Dhermond is a village and union council also in the Talagang Tehsil, Talagang District, Punjab Province, Pakistan.  It is around 25 km from Tehsil Headquarters i.e. Talagang.  Its coordinates on the map are 32°56'41"N   72°10'11"E.

The population of Dhermond is around 25,000 and the majority of its people are serving in the Armed Forces of the country or associated with Govt. jobs.  The village has a High School for boys and another for girls.  The nearby villages are Darot, Dhoke Fateh Shah, Tamman, Budhial and Dhoke Mosahib.

The major crops of the area are wheat, Mongphali (Peanuts), Jawar, Bajra, Joa (Barley). 
The crops are dependent on rain but Tube wells are visible in many places.

The crime rate is almost nil. Awan, Rehan, Sabal, Jugial, Hafzal, Bhilwal, Sheral, Qutbal, Anwal and Syed are the major castes. Other castes include Malik, Daphral, Bhilwal and Arain.
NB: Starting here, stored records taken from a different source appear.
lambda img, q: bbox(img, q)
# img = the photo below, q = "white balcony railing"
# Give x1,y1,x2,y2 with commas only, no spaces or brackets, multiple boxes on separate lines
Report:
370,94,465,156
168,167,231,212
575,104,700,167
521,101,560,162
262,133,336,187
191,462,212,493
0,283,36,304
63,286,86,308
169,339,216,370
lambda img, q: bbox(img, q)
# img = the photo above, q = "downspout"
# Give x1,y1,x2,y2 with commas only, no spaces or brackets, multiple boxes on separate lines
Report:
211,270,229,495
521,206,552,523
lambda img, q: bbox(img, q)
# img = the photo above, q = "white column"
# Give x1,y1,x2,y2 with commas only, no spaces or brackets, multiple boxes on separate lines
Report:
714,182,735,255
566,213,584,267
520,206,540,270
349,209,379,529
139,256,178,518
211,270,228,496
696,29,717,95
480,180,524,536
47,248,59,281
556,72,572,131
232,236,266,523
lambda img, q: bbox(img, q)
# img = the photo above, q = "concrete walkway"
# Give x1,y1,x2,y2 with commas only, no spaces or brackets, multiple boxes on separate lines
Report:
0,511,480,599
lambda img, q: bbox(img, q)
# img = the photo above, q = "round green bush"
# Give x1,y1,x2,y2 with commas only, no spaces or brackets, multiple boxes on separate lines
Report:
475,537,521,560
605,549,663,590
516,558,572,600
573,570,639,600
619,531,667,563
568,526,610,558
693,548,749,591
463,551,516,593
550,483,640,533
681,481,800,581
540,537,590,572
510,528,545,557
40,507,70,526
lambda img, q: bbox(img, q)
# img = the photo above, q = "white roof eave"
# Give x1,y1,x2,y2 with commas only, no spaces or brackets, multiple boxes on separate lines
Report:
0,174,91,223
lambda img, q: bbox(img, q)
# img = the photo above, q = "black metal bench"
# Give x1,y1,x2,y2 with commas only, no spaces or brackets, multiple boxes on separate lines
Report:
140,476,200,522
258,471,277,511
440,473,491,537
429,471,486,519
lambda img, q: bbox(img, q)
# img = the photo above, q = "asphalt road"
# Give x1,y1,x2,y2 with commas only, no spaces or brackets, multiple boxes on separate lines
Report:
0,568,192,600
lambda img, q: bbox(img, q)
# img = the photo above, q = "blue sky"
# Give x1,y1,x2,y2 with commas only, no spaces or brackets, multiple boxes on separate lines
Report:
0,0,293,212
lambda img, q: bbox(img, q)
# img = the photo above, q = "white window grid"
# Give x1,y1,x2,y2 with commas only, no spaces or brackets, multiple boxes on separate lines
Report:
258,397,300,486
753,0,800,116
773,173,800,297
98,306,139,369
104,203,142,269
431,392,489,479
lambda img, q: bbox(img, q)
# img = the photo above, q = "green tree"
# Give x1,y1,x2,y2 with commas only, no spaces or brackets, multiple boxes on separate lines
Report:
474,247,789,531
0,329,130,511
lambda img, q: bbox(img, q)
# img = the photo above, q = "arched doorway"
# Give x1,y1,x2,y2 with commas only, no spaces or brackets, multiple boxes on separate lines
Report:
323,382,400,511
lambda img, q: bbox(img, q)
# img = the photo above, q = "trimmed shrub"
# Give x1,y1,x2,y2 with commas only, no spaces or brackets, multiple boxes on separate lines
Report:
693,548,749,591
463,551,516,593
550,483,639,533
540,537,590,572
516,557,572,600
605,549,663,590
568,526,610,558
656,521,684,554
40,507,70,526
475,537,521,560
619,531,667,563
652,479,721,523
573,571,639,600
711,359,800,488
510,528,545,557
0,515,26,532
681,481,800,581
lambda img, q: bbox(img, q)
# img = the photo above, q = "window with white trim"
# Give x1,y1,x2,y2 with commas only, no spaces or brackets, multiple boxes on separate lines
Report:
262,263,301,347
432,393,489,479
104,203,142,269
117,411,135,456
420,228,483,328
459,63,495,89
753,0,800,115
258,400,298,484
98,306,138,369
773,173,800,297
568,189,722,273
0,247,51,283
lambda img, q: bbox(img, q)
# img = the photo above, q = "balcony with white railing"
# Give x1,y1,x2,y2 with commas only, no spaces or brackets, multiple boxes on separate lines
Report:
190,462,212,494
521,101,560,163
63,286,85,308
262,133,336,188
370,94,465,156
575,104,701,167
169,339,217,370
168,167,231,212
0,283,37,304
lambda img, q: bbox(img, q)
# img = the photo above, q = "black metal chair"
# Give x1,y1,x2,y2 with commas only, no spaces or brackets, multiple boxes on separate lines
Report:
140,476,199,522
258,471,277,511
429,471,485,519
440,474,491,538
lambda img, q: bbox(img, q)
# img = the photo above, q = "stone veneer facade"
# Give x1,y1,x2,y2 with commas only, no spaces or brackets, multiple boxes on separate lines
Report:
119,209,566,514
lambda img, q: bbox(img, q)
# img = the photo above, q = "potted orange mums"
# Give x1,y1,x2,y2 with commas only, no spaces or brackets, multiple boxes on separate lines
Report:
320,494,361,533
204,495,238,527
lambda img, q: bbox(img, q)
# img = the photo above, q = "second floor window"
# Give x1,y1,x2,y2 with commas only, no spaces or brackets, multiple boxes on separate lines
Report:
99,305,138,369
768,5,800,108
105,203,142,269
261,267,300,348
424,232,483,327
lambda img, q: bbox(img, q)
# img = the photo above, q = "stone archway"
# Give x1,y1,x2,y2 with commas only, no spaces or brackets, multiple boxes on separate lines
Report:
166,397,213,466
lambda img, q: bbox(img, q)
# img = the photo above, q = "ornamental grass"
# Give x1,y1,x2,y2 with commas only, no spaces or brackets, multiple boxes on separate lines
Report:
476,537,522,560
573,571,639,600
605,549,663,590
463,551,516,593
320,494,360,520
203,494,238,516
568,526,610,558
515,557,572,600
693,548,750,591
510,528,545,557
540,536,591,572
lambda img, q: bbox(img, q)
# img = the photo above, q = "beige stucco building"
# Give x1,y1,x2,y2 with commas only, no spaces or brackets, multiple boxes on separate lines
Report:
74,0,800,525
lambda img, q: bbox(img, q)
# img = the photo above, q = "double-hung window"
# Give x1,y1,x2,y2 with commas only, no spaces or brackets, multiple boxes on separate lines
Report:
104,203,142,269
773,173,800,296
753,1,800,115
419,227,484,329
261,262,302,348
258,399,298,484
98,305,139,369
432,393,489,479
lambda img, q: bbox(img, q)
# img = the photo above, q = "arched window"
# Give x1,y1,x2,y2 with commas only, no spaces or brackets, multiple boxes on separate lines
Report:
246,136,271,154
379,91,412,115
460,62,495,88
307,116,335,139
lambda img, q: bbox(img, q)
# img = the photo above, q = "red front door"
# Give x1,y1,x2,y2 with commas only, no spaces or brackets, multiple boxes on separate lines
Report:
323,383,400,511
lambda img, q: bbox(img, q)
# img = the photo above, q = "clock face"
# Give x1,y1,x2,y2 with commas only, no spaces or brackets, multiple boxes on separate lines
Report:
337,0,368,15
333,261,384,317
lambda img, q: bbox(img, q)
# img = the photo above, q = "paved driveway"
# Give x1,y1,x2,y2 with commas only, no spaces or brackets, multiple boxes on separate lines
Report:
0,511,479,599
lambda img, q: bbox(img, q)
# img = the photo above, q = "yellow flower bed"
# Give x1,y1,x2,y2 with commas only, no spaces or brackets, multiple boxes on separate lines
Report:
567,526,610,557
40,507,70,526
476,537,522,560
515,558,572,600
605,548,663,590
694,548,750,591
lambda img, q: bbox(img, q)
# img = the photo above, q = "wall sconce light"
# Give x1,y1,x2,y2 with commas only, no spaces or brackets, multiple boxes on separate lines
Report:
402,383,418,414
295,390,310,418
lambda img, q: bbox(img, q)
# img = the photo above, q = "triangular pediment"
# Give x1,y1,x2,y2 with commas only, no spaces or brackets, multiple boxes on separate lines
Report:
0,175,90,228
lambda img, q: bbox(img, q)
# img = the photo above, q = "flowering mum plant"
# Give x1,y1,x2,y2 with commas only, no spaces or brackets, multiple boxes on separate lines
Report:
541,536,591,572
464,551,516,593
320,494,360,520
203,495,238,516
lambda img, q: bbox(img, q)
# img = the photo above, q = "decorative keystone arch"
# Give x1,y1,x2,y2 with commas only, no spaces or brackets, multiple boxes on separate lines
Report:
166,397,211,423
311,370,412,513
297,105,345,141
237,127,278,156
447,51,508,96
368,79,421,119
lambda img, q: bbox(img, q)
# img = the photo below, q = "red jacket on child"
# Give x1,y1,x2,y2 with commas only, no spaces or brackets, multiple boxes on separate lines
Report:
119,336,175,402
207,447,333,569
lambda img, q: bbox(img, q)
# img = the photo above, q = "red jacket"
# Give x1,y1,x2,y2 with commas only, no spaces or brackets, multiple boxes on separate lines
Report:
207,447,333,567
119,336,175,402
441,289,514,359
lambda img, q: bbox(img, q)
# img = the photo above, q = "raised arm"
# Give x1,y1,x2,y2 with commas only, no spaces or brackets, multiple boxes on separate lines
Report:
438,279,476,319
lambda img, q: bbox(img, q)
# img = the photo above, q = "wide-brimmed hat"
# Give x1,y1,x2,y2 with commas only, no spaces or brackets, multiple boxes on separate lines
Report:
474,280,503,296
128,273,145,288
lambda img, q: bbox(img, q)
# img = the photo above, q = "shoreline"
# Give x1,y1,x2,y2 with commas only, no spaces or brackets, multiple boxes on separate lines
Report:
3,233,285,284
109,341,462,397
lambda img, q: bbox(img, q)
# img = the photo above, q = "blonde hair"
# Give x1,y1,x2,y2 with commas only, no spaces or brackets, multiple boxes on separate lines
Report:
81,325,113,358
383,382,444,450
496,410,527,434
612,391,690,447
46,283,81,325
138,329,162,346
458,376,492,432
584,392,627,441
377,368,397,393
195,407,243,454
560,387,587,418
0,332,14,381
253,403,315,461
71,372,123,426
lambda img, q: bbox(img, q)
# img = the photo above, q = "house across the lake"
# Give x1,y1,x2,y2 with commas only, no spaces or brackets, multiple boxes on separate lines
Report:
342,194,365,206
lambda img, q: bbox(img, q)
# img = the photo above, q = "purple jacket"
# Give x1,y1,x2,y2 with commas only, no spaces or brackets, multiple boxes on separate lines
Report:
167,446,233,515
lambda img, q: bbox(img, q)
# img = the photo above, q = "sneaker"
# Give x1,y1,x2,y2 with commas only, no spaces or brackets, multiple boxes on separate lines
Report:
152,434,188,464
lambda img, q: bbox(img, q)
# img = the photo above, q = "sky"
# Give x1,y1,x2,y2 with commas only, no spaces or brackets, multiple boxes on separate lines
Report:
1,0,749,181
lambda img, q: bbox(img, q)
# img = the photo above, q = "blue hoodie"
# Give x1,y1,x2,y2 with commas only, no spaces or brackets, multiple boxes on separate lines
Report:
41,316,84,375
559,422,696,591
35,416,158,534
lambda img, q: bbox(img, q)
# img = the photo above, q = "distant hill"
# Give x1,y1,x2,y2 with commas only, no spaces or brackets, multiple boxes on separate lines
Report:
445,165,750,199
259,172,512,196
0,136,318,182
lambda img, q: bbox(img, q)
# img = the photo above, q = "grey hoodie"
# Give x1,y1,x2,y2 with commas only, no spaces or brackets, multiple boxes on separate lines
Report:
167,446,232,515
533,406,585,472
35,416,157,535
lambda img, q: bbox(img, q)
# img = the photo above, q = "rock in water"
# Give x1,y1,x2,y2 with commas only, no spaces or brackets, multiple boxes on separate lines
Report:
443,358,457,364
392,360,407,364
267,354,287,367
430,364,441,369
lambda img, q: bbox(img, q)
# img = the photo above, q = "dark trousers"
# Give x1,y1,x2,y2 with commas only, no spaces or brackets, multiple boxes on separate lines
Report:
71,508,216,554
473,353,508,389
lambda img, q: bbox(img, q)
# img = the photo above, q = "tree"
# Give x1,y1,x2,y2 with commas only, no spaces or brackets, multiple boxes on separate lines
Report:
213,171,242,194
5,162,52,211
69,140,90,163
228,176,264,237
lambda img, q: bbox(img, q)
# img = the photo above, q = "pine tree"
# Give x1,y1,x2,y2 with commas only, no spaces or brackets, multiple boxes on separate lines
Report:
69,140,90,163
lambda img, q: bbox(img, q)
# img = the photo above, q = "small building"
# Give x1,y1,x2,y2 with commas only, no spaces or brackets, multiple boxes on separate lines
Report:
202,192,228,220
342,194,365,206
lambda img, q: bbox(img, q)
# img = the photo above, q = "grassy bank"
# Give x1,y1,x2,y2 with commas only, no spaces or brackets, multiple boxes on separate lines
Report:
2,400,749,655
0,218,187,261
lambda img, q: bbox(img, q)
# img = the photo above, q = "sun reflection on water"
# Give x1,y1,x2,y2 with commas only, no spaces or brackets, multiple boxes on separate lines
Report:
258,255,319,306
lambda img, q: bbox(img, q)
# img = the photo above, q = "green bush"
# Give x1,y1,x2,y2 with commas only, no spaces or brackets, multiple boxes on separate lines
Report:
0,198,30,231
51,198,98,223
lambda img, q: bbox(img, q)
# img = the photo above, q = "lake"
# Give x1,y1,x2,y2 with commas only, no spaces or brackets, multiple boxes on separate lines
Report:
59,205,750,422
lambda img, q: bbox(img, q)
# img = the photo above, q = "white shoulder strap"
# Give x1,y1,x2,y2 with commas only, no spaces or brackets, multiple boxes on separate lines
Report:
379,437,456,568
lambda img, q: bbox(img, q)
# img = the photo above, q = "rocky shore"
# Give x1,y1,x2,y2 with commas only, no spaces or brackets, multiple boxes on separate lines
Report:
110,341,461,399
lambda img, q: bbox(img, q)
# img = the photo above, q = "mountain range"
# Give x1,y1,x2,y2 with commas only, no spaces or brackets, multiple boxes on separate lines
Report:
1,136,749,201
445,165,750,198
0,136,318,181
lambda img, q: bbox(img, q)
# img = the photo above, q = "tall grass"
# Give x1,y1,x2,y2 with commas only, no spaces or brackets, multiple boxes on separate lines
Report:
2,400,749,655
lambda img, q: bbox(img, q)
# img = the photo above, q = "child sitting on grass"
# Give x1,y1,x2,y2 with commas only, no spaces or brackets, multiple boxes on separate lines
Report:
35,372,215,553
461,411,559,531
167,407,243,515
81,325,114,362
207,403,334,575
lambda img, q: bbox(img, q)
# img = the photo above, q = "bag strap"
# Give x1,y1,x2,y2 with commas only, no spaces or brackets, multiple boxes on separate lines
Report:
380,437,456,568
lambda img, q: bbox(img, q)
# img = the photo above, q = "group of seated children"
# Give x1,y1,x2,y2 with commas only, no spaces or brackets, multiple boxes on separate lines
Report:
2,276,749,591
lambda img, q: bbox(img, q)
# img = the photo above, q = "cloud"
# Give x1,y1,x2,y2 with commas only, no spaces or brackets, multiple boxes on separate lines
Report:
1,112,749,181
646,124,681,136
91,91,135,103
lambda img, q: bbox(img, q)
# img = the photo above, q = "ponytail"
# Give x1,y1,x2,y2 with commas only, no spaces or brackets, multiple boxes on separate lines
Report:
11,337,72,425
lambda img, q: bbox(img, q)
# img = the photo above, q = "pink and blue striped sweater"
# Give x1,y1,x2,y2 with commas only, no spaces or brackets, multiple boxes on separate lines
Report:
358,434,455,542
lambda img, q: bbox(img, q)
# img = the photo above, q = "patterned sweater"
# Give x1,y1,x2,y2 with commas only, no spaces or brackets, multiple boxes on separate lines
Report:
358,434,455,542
Small streams of beautiful water flow These are called Ankar and Sir'ri on both sides of the village. Which makes the location of this village even more attractive

Topography
The terrain varies from fertile land to rocky places which are completely barren. The village is surrounded by two streams named Naala Sirri and Naala Ankar.